# RDBMS and SQL

Complete the tasks listed below. You can submit the completed lab until 11:59 PM in the night.

<u>Requirement:</u><br>
Do your best to write Pythonic code instead of the traditional programming code.

### Task 1 (2 marks)

Connect to the supplied database __petsDB__, and write a function named __is_open__ to check if the connection is open or closed. The function, when called, should return either True or False depending upon whether the connection to the database is open or closed. The output in the two cases should look as follows:

True

Connection closed. Cannot operate on a closed database.<br>False

<u>Hint:</u> Use __try__ and __except__ along with the exception error `sqlite3.ProgrammingError` in conjunction with __except__.

In [108]:
### Write your code below this comment.
import sqlite3
def is_open(conn):
     try:
        conn.cursor()
        return True
     except sqlite3.ProgrammingError:
        return print('Connection closed. Cannot operate on a closed database.\n', False, sep='') 


In [109]:
conn = sqlite3.connect("petsdb")
is_open(conn)

True

In [110]:
conn.close()
is_open(conn)

Connection closed. Cannot operate on a closed database.
False


### Task 2 (2 marks)

Now connect to the provided database __petsDB__ once again and retrieve the names of all the tables from the database as a list of tuples. Also retrieve the column names for all the tables as a list of strings.
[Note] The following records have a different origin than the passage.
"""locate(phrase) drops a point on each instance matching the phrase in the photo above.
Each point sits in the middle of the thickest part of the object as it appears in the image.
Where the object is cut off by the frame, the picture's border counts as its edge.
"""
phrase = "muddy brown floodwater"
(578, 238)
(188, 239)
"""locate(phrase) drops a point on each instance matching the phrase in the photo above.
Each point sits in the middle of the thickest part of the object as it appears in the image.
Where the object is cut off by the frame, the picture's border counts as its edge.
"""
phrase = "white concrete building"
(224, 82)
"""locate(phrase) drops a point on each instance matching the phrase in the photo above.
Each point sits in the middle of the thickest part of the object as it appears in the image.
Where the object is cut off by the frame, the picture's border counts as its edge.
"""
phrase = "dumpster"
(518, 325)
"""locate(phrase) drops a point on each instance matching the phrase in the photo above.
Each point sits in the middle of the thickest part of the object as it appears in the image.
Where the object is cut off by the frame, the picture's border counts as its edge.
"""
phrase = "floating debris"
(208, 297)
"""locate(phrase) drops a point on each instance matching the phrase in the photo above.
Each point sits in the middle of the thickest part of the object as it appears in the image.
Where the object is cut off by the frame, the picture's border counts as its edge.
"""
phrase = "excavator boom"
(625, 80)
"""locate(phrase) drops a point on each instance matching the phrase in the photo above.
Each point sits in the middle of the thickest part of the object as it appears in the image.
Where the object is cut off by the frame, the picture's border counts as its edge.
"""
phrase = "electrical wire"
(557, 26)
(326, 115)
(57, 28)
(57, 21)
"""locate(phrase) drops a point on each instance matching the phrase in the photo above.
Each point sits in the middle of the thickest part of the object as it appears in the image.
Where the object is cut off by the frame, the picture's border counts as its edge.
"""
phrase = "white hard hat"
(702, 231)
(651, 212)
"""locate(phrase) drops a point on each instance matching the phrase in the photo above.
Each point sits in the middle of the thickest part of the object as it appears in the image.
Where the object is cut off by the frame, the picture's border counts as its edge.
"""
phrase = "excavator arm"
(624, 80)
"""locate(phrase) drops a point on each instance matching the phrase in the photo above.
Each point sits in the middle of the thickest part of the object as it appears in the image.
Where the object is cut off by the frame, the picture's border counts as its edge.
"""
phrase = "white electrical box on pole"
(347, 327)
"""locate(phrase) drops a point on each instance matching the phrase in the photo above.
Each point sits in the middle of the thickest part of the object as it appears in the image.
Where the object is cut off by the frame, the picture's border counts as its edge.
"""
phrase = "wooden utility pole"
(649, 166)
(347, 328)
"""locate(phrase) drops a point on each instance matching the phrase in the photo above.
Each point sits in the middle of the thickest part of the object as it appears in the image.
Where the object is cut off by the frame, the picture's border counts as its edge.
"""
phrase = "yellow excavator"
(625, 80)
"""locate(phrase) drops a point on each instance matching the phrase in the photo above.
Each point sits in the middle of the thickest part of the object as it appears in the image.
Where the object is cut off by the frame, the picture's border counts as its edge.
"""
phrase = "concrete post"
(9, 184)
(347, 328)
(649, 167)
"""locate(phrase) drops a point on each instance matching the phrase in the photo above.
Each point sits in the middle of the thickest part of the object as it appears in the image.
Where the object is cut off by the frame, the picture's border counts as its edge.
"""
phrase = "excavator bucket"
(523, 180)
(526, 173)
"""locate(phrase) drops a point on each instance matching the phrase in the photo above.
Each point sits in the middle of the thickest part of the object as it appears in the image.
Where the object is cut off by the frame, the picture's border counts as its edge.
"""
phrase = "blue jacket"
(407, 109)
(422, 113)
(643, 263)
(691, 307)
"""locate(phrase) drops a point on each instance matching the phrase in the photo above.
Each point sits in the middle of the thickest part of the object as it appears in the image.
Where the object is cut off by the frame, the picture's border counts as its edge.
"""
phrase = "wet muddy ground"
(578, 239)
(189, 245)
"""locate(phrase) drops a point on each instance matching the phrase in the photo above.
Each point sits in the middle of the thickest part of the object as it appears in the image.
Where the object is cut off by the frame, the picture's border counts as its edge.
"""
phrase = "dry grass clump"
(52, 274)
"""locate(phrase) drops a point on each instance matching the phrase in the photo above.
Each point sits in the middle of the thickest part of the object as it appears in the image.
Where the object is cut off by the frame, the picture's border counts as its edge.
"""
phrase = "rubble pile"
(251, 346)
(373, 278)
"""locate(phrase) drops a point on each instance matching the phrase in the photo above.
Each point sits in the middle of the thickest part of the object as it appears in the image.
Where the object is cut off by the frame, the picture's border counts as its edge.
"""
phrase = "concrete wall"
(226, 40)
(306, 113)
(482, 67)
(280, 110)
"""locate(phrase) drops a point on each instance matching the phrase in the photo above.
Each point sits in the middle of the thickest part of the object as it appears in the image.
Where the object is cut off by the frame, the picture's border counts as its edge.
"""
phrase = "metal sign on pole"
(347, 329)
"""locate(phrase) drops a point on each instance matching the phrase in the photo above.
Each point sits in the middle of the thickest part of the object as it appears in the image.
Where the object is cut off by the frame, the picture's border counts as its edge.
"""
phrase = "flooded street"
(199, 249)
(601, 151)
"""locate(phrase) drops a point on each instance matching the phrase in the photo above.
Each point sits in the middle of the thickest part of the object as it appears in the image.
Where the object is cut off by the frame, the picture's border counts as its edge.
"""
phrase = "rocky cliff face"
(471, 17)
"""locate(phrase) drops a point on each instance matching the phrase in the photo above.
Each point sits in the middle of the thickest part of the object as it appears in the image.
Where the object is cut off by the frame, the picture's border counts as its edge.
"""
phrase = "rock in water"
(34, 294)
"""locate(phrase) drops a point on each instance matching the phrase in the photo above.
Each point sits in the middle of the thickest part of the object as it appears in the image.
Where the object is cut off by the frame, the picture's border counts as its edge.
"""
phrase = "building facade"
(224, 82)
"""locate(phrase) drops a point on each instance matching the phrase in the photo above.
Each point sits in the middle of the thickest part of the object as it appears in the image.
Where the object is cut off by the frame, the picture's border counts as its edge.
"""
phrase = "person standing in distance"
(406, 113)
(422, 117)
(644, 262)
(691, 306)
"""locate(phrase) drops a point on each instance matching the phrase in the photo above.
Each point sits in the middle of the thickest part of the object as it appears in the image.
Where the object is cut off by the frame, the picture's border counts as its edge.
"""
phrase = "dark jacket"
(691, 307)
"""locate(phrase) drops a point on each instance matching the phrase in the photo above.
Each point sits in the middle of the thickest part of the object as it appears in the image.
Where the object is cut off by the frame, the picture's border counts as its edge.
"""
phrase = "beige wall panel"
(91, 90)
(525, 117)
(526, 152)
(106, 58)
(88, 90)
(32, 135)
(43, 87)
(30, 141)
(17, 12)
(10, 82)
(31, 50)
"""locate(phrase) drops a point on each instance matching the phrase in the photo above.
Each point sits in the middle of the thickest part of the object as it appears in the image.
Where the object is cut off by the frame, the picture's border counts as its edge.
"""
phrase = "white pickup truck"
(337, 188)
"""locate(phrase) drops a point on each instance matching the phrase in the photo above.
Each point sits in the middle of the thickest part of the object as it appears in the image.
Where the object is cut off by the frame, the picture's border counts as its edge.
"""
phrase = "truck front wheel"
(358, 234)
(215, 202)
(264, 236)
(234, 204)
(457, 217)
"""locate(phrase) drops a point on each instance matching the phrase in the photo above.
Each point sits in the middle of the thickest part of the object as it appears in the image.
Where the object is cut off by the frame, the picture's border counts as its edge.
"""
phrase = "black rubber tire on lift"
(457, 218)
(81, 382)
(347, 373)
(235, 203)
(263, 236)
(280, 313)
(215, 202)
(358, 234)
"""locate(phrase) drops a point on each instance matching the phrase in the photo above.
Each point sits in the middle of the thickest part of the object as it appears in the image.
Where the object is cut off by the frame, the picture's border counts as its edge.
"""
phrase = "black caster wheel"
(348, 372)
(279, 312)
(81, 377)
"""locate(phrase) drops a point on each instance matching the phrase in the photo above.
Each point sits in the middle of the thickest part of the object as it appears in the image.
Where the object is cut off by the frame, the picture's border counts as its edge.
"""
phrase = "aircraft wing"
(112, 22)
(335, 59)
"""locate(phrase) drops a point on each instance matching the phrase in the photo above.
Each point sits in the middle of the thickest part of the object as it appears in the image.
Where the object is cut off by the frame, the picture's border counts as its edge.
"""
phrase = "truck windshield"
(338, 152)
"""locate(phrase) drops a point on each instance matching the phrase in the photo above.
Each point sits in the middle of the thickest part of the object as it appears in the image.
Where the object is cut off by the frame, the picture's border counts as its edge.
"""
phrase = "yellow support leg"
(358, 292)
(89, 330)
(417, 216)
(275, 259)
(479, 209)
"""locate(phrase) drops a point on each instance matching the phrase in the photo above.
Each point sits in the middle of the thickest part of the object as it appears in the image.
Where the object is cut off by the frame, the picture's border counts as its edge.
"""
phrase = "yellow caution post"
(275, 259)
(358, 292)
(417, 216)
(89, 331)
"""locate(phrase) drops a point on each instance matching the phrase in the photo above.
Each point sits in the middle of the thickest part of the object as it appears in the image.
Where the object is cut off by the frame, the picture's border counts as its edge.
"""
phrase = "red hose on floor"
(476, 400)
The outputs should look as follows respectively:

    The names of the tables in the database are as follows:

    [('persons',), ('pets',)]

    The names of the columns in the table 'persons' are as follows:

    ['Id', 'First Name', 'Last Name', 'Age', 'City', 'Zip Code']:

    The first 5 rows in the table 'persons' are as follows:
    
    [(1, 'Erica', None, 22, 'south port', 2345678),
     (2, 'Jordi', None, 73, 'east port', 123456),
     (3, 'Chasity', None, 70, 'new port', 76856785),
     (4, 'Gregg', None, 31, 'new port', 76856785),
     (5, 'Tony', 'Lindgren', 7, 'west port', 2345678)]
     
    The names of the columns in the table 'pets' are as follows:

    ['Owner Id', 'Pet Name', 'Pet Type', 'Treatment Done']:

    The first 5 rows in the table 'pets' are as follows:
    
    [(57, 'mani', 1.0, 0),
     (80, 'tamari', None, 0),
     (25, 'raba', None, 0),
     (27, 'olga', None, 0),
     (60, 'raba', None, 0)]

<u>Hint:</u> Use __sqlite_master WHERE__ ... You would also need to use list comprehension along with the string __join__ method and __map__ function so that the names of columns ('Id', 'First Name' etc) are in title case and separated by a space instead of lower case and separated by hyphens (which is the case with the names coming from the database).

In [111]:
### Write your code below this comment.
def to_title(name):
  return name.replace('_',' ').title()

In [112]:
conn = sqlite3.connect("petsdb")
cursor = conn.cursor()
table_names = cursor.execute("SELECT name FROM sqlite_schema WHERE type='table' AND name NOT LIKE 'sqlite_%'")
print('The names of the tables in the database are as follows:\n \n', table_names.fetchall(),sep='')

# persons table
persons_cursor  = cursor.execute("SELECT * FROM persons")
persons_columns = [to_title(column[0]) for column in persons_cursor.description]
print("\nThe names of the columns in the table 'persons' are as follows: \n \n", persons_columns, sep='')
persons_data = persons_cursor.fetchall()
print("\nThe first 5 rows in the table 'persons' are as follows:\n \n", ',\n'.join(map(str,persons_data[0:5])), sep='')

# pets table
pets_cursor = cursor.execute("SELECT * FROM pets")
pets_columns = [to_title(column[0]) for column in pets_cursor.description]
print("\nThe names of the columns in the table 'pets' are as follows: \n \n", pets_columns, sep='')
pets_data = pets_cursor.fetchall()
print("\nThe first 5 rows in the table 'pets' are as follows:\n \n", ',\n'.join(map(str,pets_data[0:5])), sep='')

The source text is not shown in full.